In silico Analysis of Polymorphisms in microRNAs Deregulated in Alzheimer Disease

BACKGROUND: Alzheimer’s disease (AD) is a degenerative condition characterized by progressive cognitive impairment and dementia. Findings have revolutionized current knowledge of miRNA in the neurological conditions. Two regulatory mechanisms determine the level of mature miRNA expression; one is miRNA precursor processing, and the other is gene expression regulation by transcription factors. This study is allocated to the in-silico investigation of miRNA’s SNPs and their effect on other cell mechanisms. METHODS: We used databases which annotate the functional effect of SNPs on mRNA-miRNA and miRNA-RBP interaction. Also, we investigated SNPs which are located on the promoter or UTR region. RESULTS: miRNA SNP3.0 database indicated several SNPs in miR-339 and miR-34a in the upstream and downstream of pre-miRNA and mature miRNAs.
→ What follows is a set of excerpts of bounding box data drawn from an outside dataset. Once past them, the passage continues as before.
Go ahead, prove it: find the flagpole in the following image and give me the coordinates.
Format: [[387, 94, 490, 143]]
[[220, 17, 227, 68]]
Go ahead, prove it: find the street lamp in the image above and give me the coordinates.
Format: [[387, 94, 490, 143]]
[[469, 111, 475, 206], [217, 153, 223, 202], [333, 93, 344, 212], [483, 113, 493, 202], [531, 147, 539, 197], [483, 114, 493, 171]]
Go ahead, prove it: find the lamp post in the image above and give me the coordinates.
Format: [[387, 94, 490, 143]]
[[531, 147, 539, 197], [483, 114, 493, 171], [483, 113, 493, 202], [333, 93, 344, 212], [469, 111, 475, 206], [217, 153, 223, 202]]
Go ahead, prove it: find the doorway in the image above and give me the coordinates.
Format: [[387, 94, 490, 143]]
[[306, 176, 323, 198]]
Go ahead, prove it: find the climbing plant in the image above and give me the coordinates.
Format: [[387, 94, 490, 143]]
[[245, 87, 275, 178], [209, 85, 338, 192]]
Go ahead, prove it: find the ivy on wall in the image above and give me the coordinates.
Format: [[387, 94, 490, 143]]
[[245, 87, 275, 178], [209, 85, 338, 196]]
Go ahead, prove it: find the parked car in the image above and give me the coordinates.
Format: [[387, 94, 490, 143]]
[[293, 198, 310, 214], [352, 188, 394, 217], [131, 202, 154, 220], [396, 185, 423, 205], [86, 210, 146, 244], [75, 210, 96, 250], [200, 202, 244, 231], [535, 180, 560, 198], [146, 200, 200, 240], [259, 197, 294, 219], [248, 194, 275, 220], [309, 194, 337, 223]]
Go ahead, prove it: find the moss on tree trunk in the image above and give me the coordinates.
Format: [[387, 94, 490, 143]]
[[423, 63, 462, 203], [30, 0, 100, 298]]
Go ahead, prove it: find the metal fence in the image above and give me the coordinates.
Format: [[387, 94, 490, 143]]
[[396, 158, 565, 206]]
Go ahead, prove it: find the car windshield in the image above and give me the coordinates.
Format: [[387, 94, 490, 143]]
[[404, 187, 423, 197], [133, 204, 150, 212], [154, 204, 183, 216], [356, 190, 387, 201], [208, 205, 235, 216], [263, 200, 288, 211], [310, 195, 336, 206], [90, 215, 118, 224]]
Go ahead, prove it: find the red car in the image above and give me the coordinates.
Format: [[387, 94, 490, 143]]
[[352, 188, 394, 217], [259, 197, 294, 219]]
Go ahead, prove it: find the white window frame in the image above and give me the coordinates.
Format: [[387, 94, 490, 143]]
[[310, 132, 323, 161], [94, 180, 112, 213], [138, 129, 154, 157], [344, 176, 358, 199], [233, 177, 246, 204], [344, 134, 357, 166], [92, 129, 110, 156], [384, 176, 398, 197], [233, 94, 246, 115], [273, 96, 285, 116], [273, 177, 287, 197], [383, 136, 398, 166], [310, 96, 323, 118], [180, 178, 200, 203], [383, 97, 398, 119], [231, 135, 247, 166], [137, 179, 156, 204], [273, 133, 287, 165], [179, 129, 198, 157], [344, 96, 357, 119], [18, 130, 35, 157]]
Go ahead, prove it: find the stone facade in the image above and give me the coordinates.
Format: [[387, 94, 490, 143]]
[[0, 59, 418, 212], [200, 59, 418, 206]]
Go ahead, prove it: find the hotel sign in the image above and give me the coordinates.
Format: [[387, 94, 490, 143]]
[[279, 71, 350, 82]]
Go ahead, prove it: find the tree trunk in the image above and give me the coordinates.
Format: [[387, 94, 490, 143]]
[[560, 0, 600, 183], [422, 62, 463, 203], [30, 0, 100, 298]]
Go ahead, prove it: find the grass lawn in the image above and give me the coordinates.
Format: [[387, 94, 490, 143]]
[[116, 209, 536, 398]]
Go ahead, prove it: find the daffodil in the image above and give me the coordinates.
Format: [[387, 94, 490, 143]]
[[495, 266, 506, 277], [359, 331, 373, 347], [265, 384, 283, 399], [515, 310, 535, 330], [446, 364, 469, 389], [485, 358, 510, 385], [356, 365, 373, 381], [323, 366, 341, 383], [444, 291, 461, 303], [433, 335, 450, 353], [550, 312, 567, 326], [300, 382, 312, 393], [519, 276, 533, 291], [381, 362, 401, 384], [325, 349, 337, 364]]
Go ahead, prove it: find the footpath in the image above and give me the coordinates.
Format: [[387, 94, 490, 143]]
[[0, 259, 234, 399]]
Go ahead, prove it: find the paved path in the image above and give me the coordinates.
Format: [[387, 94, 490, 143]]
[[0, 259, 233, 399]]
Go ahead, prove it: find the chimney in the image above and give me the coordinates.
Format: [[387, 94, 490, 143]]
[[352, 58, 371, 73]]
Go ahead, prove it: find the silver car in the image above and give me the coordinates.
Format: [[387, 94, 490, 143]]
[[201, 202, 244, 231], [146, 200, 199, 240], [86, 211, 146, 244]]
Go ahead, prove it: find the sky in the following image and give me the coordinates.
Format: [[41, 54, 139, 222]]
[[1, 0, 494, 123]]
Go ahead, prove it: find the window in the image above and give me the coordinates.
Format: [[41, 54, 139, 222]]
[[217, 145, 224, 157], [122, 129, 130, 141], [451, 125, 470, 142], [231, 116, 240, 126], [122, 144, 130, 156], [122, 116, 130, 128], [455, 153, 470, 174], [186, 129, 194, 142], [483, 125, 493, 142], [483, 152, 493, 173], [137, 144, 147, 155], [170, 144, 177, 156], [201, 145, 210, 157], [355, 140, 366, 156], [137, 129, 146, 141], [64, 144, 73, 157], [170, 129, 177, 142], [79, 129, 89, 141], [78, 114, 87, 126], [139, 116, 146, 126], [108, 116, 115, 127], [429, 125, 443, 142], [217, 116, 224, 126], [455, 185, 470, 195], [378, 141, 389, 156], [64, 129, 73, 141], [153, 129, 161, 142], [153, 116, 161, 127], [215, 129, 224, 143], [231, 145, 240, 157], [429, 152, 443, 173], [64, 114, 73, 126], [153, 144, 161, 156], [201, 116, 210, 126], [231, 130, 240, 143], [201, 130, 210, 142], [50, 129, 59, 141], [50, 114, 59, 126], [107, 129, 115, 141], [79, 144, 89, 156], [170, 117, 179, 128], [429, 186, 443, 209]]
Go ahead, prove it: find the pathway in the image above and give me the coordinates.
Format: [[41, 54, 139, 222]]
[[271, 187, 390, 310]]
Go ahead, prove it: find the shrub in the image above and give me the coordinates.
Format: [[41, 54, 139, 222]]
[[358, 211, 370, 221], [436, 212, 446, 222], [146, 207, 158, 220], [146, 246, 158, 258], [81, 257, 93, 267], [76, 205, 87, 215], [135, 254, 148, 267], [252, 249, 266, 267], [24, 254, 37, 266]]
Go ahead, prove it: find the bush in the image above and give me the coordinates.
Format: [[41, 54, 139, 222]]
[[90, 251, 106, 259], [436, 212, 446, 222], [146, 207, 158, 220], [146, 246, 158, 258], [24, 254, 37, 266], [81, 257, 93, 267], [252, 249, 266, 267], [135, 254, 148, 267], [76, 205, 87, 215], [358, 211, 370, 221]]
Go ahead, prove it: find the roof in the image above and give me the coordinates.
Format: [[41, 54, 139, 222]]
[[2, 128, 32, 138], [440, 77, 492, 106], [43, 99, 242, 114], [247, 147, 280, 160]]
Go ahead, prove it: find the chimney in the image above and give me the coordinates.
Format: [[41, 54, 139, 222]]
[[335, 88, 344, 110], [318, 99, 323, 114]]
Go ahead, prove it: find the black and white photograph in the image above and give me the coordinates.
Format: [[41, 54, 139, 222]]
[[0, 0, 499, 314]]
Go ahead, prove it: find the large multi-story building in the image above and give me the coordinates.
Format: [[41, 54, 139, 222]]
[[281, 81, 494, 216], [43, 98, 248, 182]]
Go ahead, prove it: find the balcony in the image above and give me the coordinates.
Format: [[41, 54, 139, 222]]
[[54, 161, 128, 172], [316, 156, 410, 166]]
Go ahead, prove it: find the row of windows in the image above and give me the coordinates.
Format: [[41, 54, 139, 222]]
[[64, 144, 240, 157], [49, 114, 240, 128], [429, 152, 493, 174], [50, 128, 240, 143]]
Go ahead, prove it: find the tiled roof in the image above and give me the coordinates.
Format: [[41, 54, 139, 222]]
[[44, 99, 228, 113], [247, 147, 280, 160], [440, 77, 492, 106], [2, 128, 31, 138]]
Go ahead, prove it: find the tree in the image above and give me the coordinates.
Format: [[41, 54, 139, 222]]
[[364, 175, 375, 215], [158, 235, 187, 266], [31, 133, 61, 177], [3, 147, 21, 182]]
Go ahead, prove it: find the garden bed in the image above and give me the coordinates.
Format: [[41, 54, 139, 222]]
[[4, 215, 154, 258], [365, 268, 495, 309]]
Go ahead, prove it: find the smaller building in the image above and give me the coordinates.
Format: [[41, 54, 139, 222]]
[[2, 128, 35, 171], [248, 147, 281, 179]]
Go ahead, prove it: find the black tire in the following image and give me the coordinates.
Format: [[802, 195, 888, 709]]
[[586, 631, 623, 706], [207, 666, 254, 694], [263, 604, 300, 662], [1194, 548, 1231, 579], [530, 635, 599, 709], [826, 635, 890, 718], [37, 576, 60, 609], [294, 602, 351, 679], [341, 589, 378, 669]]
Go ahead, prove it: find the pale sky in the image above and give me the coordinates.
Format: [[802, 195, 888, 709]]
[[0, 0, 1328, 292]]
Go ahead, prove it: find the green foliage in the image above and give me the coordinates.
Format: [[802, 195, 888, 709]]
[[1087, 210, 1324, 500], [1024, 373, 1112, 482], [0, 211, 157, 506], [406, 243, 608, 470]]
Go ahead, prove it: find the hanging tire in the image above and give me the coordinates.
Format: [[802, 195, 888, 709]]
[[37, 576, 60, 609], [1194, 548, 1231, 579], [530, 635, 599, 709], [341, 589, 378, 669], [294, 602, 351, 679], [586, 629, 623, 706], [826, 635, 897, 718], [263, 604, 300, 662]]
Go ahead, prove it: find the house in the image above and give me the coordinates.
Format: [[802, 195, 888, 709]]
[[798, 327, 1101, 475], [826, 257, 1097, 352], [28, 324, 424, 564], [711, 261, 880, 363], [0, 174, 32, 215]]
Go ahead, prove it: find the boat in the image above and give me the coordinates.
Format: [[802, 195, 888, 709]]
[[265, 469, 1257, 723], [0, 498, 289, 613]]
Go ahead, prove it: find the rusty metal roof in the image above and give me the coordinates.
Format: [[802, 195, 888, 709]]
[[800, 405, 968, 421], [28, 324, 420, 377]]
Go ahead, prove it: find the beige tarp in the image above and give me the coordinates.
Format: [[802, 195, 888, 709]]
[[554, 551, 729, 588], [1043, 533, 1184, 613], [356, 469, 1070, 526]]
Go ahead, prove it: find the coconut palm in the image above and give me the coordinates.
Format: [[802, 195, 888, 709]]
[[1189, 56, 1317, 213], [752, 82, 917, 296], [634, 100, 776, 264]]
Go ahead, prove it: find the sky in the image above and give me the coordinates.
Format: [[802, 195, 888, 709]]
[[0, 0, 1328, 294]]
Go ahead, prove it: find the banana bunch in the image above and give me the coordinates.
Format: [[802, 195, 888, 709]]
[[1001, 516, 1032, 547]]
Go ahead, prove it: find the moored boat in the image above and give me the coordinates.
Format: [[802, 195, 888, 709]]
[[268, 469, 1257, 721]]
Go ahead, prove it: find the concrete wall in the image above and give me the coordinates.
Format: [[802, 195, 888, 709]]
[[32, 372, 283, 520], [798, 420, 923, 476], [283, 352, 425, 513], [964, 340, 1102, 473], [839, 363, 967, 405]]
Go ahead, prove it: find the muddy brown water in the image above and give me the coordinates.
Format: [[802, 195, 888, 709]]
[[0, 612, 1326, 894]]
While, for some miRNAs miR-124, and miR-125, no polymorphism was observed, and also miR-101 with ΔG -3.1 and mir-328 with ΔG 5.8 had the highest and lowest potencies to produce mature microRNA. SNP2TFBS web-server presented several SNPs which altered the Transcription Factor Binding Sites (TFBS) or generated novel TFBS in the promoter regions of related miRNA. At last, RBP-Var database provided a list of SNPs which alter miRNA-RBP interaction pattern and can also influence other miRNAs’ expression. DISCUSSION: The results indicated that SNPs microRNA affects both miRNA function and miRNA expression. Our study expands molecular insight into how SNPs in different parts of miRNA, including the regulatory (promoter), the precursor (pre-miRNA), functional regions (seed region of mature miRNA), and RBP-binding motifs, which theoretically may be correlated to the Alzheimer’s disease.